Updated: Mar 26
The Brooke Mini will be the third pattern in the "adventurous beginner" leather pattern series. With this pattern, we will branch out to using larger cuts of leather. Like the Maria and the Pearl Passport Wallet, this tote comes together quickly. We love this bag! Not only is it quite the cutie, but there is minimal sewing required and a fun way to box the corners! You have the option of making your bag with our without the front pocket - either way, your bag will be beautiful!
Domestic Machine or Industrial: What is special about this pattern is it was designed so you will be sewing a maximum of two layers at any point. This means, depending on the leather you choose, the pattern can be domestic machine friendly. Of course, since machines can vary, test your machine using two scraps of the leather that you will be using before purchasing the pattern. When sewing on a domestic machine, using a new leather needle and increasing your stitch length can make a huge difference. If your machine sews two layers of the leather you are using, you should have no problems making the Brooke Mini! See below for a video with a demonstration with two types of leather that can typically be sewn on a donestic machine.
Needles & Thread: This can vary for different types of machines, but if sewing your bag on a domestic machine, consider using heavy duty polyester thread and a new leather sewing machine needle. You should also use a longer stitch length than is typically used when sewing fabrics. We sew our Brooke Minis on an industrial machine with a size 125/20 needle and size 92 thread (I believe this is the Tex 90 equivalent). You can use other thread and needle sizes, but check the specs for your specific machine to see what is recommended.
Leather: I recommend using a 3-4 oz with a semi-firm to firm temper, 4-6 oz leather with a semi-soft to sem-firm temper. What is temper? Temper refers to the pliability or softness of the leather. For this bag, you want something that is not too soft and floppy - so, something a bit more firm than upholstery weight. Can this bag be made with other weights? Yes...but working with different leather weights can also mean making small adjustments to the pattern. Have you seen the video included in our post titled "Choosing The Right Leather for Your Pattern"? If you are curious about the difference in a few leathers, this post might be helpful.
Setting Rivets: Due to their location on the bag, it might be difficult to reach some of the rivets with a rivet press. I recommend having a traditional/manual style rivet setting tool on hand. See the video below showing one method we use for marking and punching the holes and setting the rivets in the gusset flap.
Glue: In this pattern, we will be using glue that bonds leather. You will need a strong glue that permanently bonds leather.

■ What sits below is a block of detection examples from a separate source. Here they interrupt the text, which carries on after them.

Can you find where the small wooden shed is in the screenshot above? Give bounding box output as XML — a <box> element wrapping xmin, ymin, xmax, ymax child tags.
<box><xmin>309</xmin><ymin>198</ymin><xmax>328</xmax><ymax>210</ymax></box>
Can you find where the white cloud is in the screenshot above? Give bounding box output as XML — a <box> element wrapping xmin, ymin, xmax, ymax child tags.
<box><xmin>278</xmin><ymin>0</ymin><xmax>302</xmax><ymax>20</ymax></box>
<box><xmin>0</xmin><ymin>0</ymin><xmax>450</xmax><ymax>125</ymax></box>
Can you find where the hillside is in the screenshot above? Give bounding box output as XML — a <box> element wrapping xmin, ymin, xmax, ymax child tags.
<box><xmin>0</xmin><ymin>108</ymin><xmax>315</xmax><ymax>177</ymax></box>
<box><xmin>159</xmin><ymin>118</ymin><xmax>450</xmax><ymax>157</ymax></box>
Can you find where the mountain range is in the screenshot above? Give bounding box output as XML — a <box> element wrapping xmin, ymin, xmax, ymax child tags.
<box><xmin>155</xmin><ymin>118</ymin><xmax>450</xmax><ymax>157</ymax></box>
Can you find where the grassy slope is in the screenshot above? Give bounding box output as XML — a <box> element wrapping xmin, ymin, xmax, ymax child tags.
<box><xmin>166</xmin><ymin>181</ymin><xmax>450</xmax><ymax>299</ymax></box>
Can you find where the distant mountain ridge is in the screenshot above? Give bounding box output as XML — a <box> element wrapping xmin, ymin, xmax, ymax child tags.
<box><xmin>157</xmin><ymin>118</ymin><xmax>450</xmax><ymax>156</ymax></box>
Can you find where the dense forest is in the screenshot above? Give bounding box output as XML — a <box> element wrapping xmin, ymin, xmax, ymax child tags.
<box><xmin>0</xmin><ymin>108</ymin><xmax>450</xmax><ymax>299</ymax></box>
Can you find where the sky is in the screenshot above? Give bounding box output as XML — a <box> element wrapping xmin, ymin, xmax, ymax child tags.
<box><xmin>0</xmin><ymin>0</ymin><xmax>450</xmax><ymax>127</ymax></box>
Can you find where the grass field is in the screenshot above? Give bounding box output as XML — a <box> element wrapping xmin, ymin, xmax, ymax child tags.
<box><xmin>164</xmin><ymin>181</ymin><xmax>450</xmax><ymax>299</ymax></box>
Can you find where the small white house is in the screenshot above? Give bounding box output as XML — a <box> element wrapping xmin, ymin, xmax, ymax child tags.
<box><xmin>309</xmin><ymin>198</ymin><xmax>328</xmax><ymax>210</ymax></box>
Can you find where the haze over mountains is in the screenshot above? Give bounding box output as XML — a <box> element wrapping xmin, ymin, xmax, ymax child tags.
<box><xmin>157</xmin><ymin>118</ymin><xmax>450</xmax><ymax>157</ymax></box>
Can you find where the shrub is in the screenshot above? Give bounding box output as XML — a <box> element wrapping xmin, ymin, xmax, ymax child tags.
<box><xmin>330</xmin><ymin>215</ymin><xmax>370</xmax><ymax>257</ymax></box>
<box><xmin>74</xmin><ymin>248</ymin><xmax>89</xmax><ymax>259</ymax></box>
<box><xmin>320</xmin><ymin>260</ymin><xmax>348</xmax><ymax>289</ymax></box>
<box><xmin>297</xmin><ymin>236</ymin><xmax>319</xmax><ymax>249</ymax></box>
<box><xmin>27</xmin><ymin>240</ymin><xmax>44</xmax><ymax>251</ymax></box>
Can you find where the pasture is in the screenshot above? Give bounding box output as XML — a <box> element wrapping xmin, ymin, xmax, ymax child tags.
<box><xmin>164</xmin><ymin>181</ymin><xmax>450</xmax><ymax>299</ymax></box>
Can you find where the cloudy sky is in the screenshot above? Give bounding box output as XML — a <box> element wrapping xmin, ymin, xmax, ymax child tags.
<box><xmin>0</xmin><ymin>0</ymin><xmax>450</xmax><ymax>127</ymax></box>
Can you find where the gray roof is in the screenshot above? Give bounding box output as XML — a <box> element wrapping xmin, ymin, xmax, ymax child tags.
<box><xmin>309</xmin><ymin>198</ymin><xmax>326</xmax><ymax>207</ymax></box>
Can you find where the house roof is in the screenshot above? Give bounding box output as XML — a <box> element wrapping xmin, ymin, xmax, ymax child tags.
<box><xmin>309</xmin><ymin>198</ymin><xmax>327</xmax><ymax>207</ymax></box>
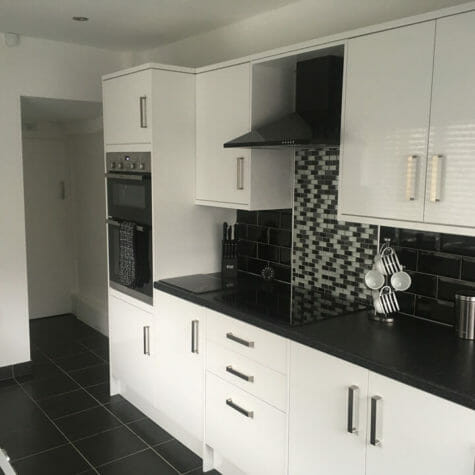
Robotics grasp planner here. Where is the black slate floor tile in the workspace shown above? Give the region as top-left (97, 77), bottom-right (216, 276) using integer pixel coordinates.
top-left (69, 363), bottom-right (109, 387)
top-left (154, 440), bottom-right (203, 473)
top-left (55, 352), bottom-right (103, 371)
top-left (75, 426), bottom-right (147, 467)
top-left (106, 395), bottom-right (145, 424)
top-left (13, 445), bottom-right (89, 475)
top-left (97, 449), bottom-right (178, 475)
top-left (55, 406), bottom-right (121, 441)
top-left (0, 418), bottom-right (67, 461)
top-left (38, 389), bottom-right (99, 419)
top-left (127, 419), bottom-right (173, 445)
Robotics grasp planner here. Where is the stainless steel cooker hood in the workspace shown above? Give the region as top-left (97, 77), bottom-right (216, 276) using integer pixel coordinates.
top-left (224, 56), bottom-right (343, 148)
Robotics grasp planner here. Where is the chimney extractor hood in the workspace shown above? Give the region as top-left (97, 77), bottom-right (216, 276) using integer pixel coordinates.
top-left (224, 56), bottom-right (343, 148)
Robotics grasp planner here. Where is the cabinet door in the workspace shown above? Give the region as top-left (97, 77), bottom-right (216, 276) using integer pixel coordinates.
top-left (102, 70), bottom-right (152, 145)
top-left (109, 296), bottom-right (154, 407)
top-left (366, 373), bottom-right (475, 475)
top-left (339, 22), bottom-right (435, 221)
top-left (154, 292), bottom-right (205, 451)
top-left (424, 12), bottom-right (475, 227)
top-left (289, 343), bottom-right (370, 475)
top-left (196, 63), bottom-right (251, 204)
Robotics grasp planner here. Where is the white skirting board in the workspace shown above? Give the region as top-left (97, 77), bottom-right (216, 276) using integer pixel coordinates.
top-left (72, 295), bottom-right (109, 336)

We have been using the "Aquilim Water-Based Contact Adhesive" for a while now and haven't had any issues so far. However, there are lots of brands and types out there. I encourage doing a little research to see which glue you believe will be right for you.
How To Double & Glue Your Straps: If you are using a leather that is not heavy enough for straps, you might opt to double and glue your pieces. To get the cleanest edges, I recommend gluing two larger cuts of leather wrong sides together first, and then cutting your straps from the glued pieces. To view a quick demonstration, see the video below.